Сопротивляться — бесполезно. Нога моя скользит. Жизнь моя все-таки остается жизнью поэта. Можно ли представить себе более злосчастное положение? Я отмечен, судьба смеется надо мной, показывая мне, как все мои попытки к сопротивлению превращаются в поэтические моменты. Я могу описать надежду с такой жизненной правдой, что всякий, «надеющийся и верующий» в жизнь, узнает себя в моем описании, а оно все-таки — ложь: я создал его лишь по воспоминаниям.
Несоразмерность в построении моего тела состоит в тот, что у меня, как у новоголландского зайца[8], слишком короткие передние ноги и слишком длинные задние. На месте я вообще сижу спокойно, но чуть двинусь с места, движение это проявляется громадным прыжком к ужасу всех, кто связан со мной узами родства или дружбы.

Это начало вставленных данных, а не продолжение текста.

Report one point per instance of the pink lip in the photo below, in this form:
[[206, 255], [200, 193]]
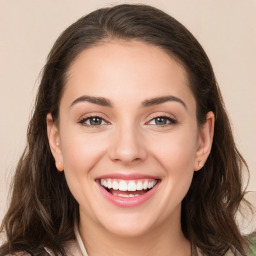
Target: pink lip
[[128, 201], [132, 176]]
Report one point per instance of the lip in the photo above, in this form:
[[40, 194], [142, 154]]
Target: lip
[[128, 201], [132, 176]]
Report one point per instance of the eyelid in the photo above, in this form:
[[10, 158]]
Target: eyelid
[[92, 115]]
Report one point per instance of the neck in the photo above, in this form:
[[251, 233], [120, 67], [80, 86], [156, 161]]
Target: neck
[[163, 240]]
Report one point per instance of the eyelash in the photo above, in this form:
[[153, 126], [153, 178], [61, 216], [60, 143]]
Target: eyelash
[[171, 121], [168, 120], [90, 119]]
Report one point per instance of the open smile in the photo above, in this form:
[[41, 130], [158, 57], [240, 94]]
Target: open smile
[[128, 192]]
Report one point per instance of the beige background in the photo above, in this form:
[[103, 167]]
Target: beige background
[[28, 28]]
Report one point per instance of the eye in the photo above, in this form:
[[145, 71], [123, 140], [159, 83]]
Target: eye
[[93, 121], [162, 121]]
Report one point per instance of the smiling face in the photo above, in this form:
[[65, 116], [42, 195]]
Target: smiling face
[[128, 137]]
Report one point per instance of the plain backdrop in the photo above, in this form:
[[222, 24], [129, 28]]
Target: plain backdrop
[[28, 29]]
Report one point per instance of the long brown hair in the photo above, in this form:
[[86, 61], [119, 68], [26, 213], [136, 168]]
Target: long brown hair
[[42, 209]]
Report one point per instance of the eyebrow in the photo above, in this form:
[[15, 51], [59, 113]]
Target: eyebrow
[[95, 100], [160, 100], [147, 103]]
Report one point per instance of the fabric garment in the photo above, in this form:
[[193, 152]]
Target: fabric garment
[[74, 247]]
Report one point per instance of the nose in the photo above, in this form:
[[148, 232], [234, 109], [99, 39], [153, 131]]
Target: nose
[[127, 146]]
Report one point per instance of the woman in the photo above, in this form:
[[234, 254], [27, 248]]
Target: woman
[[130, 150]]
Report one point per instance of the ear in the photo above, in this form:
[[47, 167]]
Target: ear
[[205, 139], [54, 142]]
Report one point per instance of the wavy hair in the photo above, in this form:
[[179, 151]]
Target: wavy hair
[[42, 210]]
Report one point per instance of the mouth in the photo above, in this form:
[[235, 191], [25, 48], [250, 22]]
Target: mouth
[[126, 193]]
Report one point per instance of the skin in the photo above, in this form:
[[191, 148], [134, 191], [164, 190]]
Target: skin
[[129, 140]]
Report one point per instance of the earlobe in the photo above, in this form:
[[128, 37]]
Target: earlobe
[[204, 141], [54, 142]]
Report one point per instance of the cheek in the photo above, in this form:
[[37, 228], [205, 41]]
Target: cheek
[[81, 151], [176, 154]]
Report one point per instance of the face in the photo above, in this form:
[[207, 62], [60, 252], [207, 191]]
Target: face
[[127, 137]]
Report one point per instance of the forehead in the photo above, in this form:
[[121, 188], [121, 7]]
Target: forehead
[[122, 69]]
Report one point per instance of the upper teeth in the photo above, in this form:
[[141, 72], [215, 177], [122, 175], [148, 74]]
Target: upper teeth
[[125, 185]]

Удивительно! С каким страхом цепляется человек за жизнь, одинаково боясь и утратить, ее и удержать за собою. Иногда мне приходит мысль сделать решительный шаг, перед которым все мои прежние эксперименты окажутся детской забавой: хочу пуститься в неведомый путь великих открытий. Кораблю, спускаемому с верфи в море, салютуют выстрелами, так же хотел бы я отсалютовать и себе самому. А между тем… Мужества, что ли, не хватает у меня? Хоть бы кирпич свалился мне на голову и пришиб меня до смерти, — все был бы исход!
Зачем я не родился в бедной семье, зачем не умер ребенком? Отец положил бы меня в гробик, взял его под мышку, снес ранним воскресным утром на кладбище и сам бы закопал в могилку, пробормотав несколько слов, ему одному понятных… Лишь счастливой древности могла прийти мысль изображать младенцев в Элизиуме, оплакивающими свою преждевременную смерть.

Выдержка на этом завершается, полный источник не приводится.